<i18n dev> Suggested Perl-related updates for Pattern doc

Tom Christiansen tchrist at perl.com
Sat Apr 23 13:04:33 PDT 2011


Sherman, 

The comparison to Perl 5 in the Java Pattern class documentation needs
to be corrected.  However, I would not recommend as long a laundry list
of missing features from either side as the following email might imply.
I'm just trying to be complete, but in doing so, it produces a list that
I think is too unruly for inclusion.  Part of that, however, may be
because I have included a lot of auxiliarly information and examples to
show you what I mean.  Those of course don't need to go in the javadoc.

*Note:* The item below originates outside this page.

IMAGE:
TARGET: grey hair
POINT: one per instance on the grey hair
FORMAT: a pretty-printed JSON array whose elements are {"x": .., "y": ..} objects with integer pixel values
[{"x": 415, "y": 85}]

My minimal suggested change would be to bring it alignment with the
current production release of Perl instead of one from the 
previous millennium -- and in some cases, from much older still. 
Whether you choose 5.12 or 5.14, you should clearlyi state *which*
version of Perl you're comparing yourself with: it is the lack
of reference version number that caused this to become so false.

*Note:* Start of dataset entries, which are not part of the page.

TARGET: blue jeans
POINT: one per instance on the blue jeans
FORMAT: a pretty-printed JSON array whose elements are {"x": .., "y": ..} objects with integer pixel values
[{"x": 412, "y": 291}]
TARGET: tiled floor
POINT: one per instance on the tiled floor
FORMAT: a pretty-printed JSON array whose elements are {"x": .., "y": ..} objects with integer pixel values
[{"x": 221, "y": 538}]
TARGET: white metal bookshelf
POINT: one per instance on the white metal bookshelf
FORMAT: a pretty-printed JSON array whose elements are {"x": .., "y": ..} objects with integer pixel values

Sherman, you do a much better than I do in patching javadoc in a way
consistent in tone and texture, so I am comfortable leaving this 
to your discretion.

I hope this helps.  If there's anything more I can do to help,
please do not hesitate to ask.  Thank you for all your work; 
I am quite enthusiastic about all of this.

--tom

> Comparison to Perl 5 

This was applicable to 2000's Perl 5.6 release, and also to a
much older version of the Java Pattern class.  Both have advanced
beyond what the comparison claims.

> The Pattern engine performs traditional NFA-based matching with
> ordered alternation as occurs in Perl 5.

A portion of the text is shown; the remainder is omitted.